Commonly, bias analysis is performed using a single set of parameter estimates, such as the sensitivity of exposure recall in cases vs. controls (2). These parameters can be derived from internal validation data or from a related external validation study (6). Alternatively, multiple sets of parameter estimates can be used, creating an array of bias-corrected measures of association (2). An extension of these kinds of sensitivity analyses is probabilistic bias analysis (7, 8, 9). Here we applied probabilistic bias analysis, with Monte Carlo sampling techniques, to a type of regression model that is increasingly used in perinatal epidemiology—Cox regression with a time-varying dichotomous exposure (10, 11, 12, 13, 14, 15). We investigated the association between influenza vaccination during pregnancy and preterm birth; previous studies on this topic have not taken into consideration the effect of inaccurate classification of influenza vaccination (16, 17, 18, 19).
The Slone Birth Defects Study (BDS) is an on-going case-control study conducted by the Slone Epidemiology Center since 1976. Cases include fetuses/infants diagnosed with at least one major structural malformation. Controls include live-born infants without any malformations. For the study years included in the current analysis (see below), malformed infants and a random sample of non-malformed infants were selected each month from study hospitals serving the areas surrounding Philadelphia and San Diego, as well as New Hampshire, Rhode Island, and (via the New York State Congenital Malformations Registry) parts of New York State. In Massachusetts, cases were identified through its statewide birth defect registry and controls from a population-based random sample of births. The BDS has been approved by the Institutional Review Boards of Boston University and relevant participating hospitals and centers.
Mothers of cases and controls were interviewed by telephone within 6 months of pregnancy completion about demographic, reproductive, medical and behavioral factors before and during pregnancy. All participants were asked to release their obstetric medical record so that key pregnancy variables, such as gestational age, could be verified.
Beginning in September 2006, mothers were asked if they received any vaccines “such as tetanus, pertussis, whooping cough, meningitis, flu shot or any other vaccine” during the period two months before the start of their last menstrual period (LMP) through the end of their pregnancy.
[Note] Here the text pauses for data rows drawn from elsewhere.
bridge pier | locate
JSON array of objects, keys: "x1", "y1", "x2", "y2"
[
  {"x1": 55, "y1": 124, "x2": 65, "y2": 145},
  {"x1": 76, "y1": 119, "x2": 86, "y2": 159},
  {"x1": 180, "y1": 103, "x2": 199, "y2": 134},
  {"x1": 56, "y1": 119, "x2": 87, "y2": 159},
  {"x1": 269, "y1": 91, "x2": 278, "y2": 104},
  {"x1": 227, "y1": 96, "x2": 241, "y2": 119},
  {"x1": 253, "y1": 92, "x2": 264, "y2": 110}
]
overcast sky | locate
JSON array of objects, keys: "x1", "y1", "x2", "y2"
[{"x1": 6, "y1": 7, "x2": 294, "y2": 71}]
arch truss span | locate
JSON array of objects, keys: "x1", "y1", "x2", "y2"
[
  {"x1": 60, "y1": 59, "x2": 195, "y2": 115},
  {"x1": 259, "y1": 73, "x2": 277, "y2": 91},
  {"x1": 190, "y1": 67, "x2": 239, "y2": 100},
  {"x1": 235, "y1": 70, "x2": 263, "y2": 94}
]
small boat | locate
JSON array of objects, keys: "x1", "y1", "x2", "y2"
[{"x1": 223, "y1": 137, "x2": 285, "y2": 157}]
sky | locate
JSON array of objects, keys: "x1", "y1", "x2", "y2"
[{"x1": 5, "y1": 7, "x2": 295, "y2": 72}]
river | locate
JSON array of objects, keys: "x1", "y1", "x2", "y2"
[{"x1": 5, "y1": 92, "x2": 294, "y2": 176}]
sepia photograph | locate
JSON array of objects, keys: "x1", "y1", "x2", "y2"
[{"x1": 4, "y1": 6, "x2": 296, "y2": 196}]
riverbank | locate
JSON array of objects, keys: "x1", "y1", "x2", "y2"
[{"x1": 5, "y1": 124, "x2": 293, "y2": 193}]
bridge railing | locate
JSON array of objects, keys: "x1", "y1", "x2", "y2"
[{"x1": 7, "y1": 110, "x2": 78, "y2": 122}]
The type and date of vaccination were ascertained, as well the setting where the vaccine was administered. If the exact date of vaccination was not known, the respondent was asked if it was the beginning, middle or end of the month and the 5th, 15th or 25th day of that month was recorded, respectively. Women who were only able to specify a more general range of dates were assigned the mid-point of these dates as their date of vaccination. Data collection beginning in September 2009 was conducted as part of the Vaccines and Medications in Pregnancy Surveillance System (VAMPSS) program (20).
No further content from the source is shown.